A novel control system approach to enhance the efficiency of solar photo-Fenton microcontaminant removal in continuous flow raceway pond reactors

Abstract

This work presents a control approach for the continuous flow operation of the solar photo-Fenton process in raceway pond reactors designed for micropollutant (MP) removal from urban wastewater treatment plant secondary effluents. The control system was designed using the mechanistic and semiempirical kinetic model of the photo-Fenton process at acidic pH developed and validated in previous work. Afterwards, a simulation study to demonstrate the viability of the control system was conducted under different operating conditions (hydraulic residence time and liquid depth) for solar irradiance and water temperature variation over the year. Two liquid depths (10 and 20 cm) and two hydraulic residence times (15 and 30 min) were selected as operating conditions to study the system performance for different MP removal control setpoints (70 % and 90 %). For 90 % MP removal setpoint, cost efficiency reductions of up to 21 % were reached, which denotes that the process efficiency is significantly influenced by the control setpoint. This is because highly demanding MP removal setpoints are achieved through high non-linear reagent consumption, resulting in low operating cost efficiencies of the process.
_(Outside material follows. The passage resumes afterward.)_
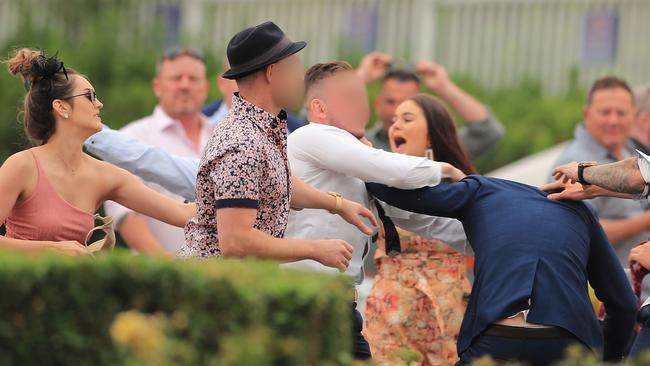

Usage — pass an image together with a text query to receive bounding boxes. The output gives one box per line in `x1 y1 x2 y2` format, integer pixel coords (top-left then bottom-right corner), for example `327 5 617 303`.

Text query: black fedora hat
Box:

On the other hand, cost efficiency improvements from 45 to 50 % were achieved when an 70 % MP removal setpoint was adopted, when comparing the manual operation of the process with the automatic mode. The presented results demonstrate not only the feasibility of implementing an automatic approach for the solar photo-Fenton process, but also the need for an optimised, efficient and controlled operation to upgrade its competitiveness versus conventional technologies.